Music ranks near the top of all elements of corporate worship. To put it succinctly, if the music isn’t done right, the service flops just like a cake that has no flour. Some songs don’t go together; some do not belong at a particular place in the service. Remember that just because someone loves to sing doesn’t qualify them to be a member of the worship team.

Prepare the heart.

This is instructional for the worship team as well as for the congregation. It is possible to miss worship while attempting to lead others in it, and it is also possible for congregants to arrive at church so frazzled that they miss the “God encounter.” That’s why deliberate preparation is tantamount. It will not totally prevent distraction and interruption, but it can help us better handle them.

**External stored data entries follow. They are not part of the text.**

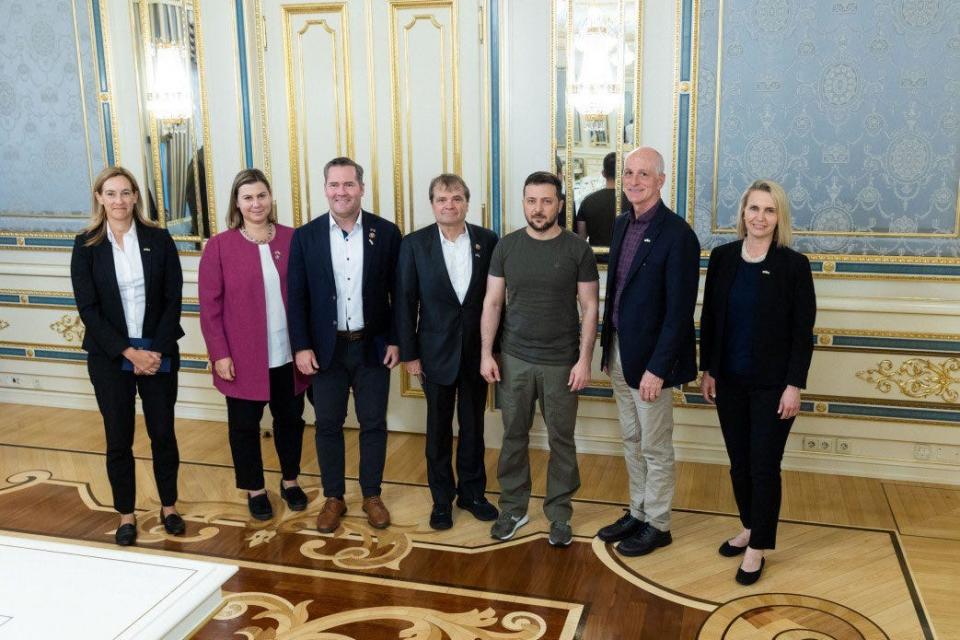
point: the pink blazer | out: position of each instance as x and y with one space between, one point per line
233 310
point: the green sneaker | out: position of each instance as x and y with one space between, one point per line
561 535
507 525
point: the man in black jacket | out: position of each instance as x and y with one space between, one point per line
442 279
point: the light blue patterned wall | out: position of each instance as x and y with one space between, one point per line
48 146
853 106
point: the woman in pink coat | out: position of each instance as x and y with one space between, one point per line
243 296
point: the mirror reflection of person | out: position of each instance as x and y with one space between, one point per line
127 284
243 317
756 343
600 209
441 281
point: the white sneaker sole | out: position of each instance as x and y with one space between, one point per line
519 523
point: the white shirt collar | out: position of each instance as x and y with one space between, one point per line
131 233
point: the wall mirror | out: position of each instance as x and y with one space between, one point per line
174 119
595 51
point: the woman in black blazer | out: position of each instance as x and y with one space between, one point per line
756 342
127 285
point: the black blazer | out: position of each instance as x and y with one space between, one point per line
312 290
447 338
785 313
656 331
97 295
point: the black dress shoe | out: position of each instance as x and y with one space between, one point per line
126 535
749 577
479 507
648 539
727 550
260 507
621 529
294 496
174 524
441 517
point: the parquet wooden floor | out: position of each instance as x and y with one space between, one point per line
842 569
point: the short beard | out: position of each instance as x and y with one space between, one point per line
546 226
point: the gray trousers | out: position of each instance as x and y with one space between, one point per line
647 429
522 386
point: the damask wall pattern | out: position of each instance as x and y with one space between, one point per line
853 106
50 132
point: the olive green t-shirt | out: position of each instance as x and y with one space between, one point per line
542 323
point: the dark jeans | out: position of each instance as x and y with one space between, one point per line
116 392
243 420
331 390
755 437
469 394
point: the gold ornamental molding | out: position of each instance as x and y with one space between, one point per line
917 378
70 328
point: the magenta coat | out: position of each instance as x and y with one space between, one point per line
233 310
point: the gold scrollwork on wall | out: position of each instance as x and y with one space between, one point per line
70 328
917 378
300 54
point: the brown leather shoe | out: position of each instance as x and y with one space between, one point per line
329 517
377 514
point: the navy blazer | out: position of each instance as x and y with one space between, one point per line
447 337
656 331
97 295
785 313
312 290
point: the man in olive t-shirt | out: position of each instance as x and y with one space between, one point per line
539 273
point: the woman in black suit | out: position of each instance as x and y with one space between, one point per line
127 285
756 342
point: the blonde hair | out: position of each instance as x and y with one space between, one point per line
784 232
97 229
247 176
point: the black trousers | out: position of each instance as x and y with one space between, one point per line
331 390
243 421
469 394
755 437
116 392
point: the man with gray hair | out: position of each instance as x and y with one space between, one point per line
651 294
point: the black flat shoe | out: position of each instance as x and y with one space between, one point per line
174 524
749 577
260 507
480 508
441 517
727 550
294 496
126 535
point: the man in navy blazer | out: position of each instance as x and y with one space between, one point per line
340 283
441 281
649 345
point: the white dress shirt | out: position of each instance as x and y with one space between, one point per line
278 341
456 255
129 269
347 257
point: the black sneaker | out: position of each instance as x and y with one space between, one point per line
621 529
260 507
294 496
479 507
441 517
648 539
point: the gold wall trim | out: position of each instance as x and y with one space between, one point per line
916 378
296 120
400 104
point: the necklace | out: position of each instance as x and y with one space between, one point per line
270 231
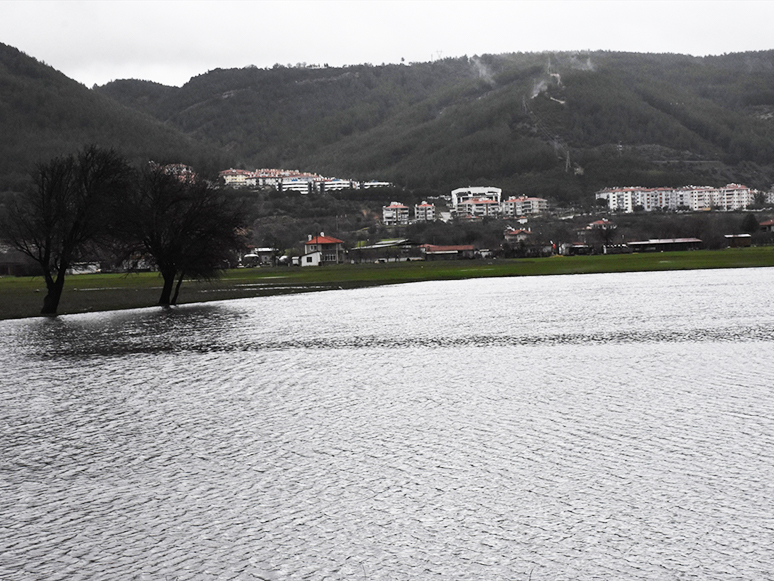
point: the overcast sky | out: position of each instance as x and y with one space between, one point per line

Regularly evaluate your worship.

It is suggested that worship teams meet for a few minutes immediately following each service while the experience is still fresh on everyone’s mind. A good bit of evaluation takes place spontaneously following the weekly worship service: in the church parking lot, on the drive home, or at the dinner table. Since evaluation happens anyway, let’s influence how it happens. Let’s make it deliberate, constructive, and done in a way that makes the greatest difference and yields the best results.

Making it work

Here are a few suggestions to assist worship teams in applying these principles. For best results, plan a gathering in which you discuss the following as a team:

  • Adjusting your church calendar to prioritize worship planning.
  • Identifying five questions that would be meaningful ongoing evaluation tools for your worship team.
  • Listing every element of your current worship service. How are you currently framing each of these elements as an act of worship? How can these acts of worship be made more intentional?
  • Gathering your song sets from the past four weeks of worship services. Are the opening songs focused on ascribing worth to God? How well are the themes of each song connected to one another?
  • Looking at each of the eight keys of designing dynamic worship services. List five action points to discuss with your worship team.

Important reminder

Like the frame of a house, worship services need walls, windows, doors, and those things that make it livable. You’ve been given a frame on which to build a house of praise and worship. It is now the task of each worship team to complete it, to fill in the details, to plan a dynamic worship service.